According to Democratic Unionist MP Sammy Wilson, who was heading up the group of disgruntled MPs, the planning service suffered from 'more delays than British Rail on a bad day'.
He added: 'All public representatives are finding that levels of satisfaction with the Northern Ireland Planning Service are falling.'
Wilson was particularly vehement about delays over the province's long-awaited new Planning Policy Statement 5 (PPS5) which deals with retail planning.
He said: 'The damage that tardiness in advancing planning policies can do could not be illustrated better than by the disgraceful way in which successive ministers have handled the review of PPS 5.

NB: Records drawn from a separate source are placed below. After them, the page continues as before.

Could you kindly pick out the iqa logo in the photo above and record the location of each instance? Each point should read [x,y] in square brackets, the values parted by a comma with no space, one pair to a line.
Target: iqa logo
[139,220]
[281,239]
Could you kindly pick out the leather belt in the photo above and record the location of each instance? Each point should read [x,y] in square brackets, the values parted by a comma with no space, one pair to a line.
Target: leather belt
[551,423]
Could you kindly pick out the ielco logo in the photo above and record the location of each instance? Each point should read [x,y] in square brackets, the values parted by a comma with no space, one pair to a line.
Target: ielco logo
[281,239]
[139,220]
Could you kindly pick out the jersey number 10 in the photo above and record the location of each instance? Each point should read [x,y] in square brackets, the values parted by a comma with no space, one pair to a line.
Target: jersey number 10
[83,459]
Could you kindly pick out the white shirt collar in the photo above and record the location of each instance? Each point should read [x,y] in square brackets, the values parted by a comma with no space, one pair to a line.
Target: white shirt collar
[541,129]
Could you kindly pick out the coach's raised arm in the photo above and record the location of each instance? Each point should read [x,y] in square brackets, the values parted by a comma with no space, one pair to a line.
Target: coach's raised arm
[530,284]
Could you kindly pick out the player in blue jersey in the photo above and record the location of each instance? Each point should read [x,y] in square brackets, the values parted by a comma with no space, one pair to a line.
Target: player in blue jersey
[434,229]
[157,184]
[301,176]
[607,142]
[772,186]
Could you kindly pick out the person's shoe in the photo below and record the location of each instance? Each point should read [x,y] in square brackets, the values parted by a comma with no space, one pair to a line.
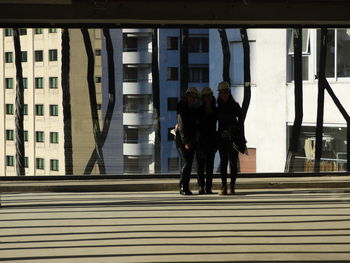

'The guidelines have now been under review for five years.'
Mark Durkan, of the SDLP, also hit out at the planners, claiming the current regime is costing the province money and jobs.
He said: '[We] are right to highlight the issues and the frustrations of developers and others who are trying to advance projects that would underpin further economic development.'
The proposed planning legislataion revamp, which has now been put out for consultation, is expected to be the largest overhaul of the system in Northern Ireland for more than 30 years.
Northern Ireland Office minister Angela Smith, who agreed that the system was struggling, maintained that the changes would make the regime faster, modern and more accountable.